Selon vous, quels sont les facteurs clés de l’efficience et de la durabilité des ACSA ?
« Le choix de la zone est très important. Il faut s’assurer que les effectifs d’animaux soient suffisamment importants pour garantir un bon chiffre d’affaires pour le SVPP. Le deuxième critère est le choix des acteurs eux-mêmes. La motivation des agents est très importante pour que le système fonctionne bien. Il faut aussi veiller à bien respecter les critères du guide d’installation, notamment en ce qui concerne le maillage. Lorsque les ACSA sont trop rapprochés, on observe beaucoup de cas d’abandon de la profession, car l’offre est supérieure à la demande et il n’y a pas assez de travail pour tout le monde.

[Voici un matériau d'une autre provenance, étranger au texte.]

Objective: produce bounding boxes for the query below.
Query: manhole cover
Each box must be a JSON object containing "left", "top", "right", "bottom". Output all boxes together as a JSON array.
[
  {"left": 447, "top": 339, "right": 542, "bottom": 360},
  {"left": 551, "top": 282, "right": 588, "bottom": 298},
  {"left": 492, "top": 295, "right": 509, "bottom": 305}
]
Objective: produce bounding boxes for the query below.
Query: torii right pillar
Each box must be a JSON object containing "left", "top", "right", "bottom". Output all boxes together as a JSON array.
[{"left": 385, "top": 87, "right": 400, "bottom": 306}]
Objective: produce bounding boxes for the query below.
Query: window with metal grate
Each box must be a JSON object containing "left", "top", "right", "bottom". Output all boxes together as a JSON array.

Un autre critère est la formation des acteurs et leur encadrement. Cela fait des années que je travaille dans la mise en place des SVPP, et un des éléments qui participent à leur succès est le fait que les vétérinaires réussissent à maintenir un suivi et un bon encadrement de leur personnel. Les formations de révision et surtout l’exercice pratique renforcent leurs capacités. La sensibilisation à tous les niveaux est aussi très importante : aussi bien auprès des éleveurs, pour qu’ils aient recours aux produits conventionnels, qu’auprès des acteurs de la santé animale et des services vétérinaires publics et privés. Globalement, le système fonctionne bien au Niger, mais il rencontre tout de même des défis. D’après les acteurs de terrain, la concurrence déloyale et l’automédication sont des enjeux majeurs pour l’avenir du système. »
Ces propos ont été recueillis par nos collègues de VSF International lors de l’atelier de validation organisé à Niamey les 19 et 20 juillet 2023 pour clôturer l’étude de cas sur les Agents Communautaires de Santé Animale.